1.  First I made a new website where each page of the website contained a clue.  I made my site with Weebly.com because it is SO easy to use.  I made the entire site in under 10 minutes.

2. Next I used goo.gl URL shortener to shorten the URL of each webpage and generate a QR code.  Just copy and paste the long Weebly URL into the goo.gl shortener and voila. A short Googlefied (that is a technical term) URL.  Click on “Details” next to the shortened URL to view your QR code.  I just dragged and dropped these QR codes into a Pages document so that they were all in one place for easy printing/copying.

3.  Print out QR code sheet and make enough copies for each classroom.  Because we have a 10-1 student-teacher ratio, I made up 10 clues to find.  Each student was in charge of one clue.  I cut up the QR code sheet so that each student had a little QR code clue card.

4.  Set students out on their mission.  Each student takes a turn using the Scan app to uncover the clue.  They read the clue out loud to their group and brainstorm what the answer could be.  When they thought they had the answer, they went to that place and took a picture of it using the camera app.  For example, one of our clues was: “The Grub Hub”, students went down to the kitchen and took a picture.

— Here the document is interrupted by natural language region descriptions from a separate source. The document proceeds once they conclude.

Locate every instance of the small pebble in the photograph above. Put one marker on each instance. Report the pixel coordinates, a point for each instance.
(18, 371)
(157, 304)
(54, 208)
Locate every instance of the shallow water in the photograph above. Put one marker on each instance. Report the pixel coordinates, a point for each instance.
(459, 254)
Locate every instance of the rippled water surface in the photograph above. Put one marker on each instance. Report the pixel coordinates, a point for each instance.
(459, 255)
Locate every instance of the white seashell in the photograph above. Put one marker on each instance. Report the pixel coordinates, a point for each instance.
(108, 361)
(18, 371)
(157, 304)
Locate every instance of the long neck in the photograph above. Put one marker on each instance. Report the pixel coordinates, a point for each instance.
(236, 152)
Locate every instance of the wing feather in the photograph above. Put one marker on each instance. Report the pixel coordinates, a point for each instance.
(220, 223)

5.  When all pictures have been collected, students gather and add up the points they won.

*Below is my example of the QR code and website they were connected to.

This was a really easy activity to prepare for from a teacher perspective.  The impact was huge with the students.  They had a great time with this!

We used this hunt as a way for students to familiarize themselves with the layout of the new school but it would also be a great activity for a math scavenger hunt “Find an item that represents three times four”, or colors in art “This is the color you get when you mix yellow and blue”, or literature “find an object that represents this character in our novel”.  The list could go on and on if you use your imagination!  The QR codes are so easy to generate, students could use these for almost anything!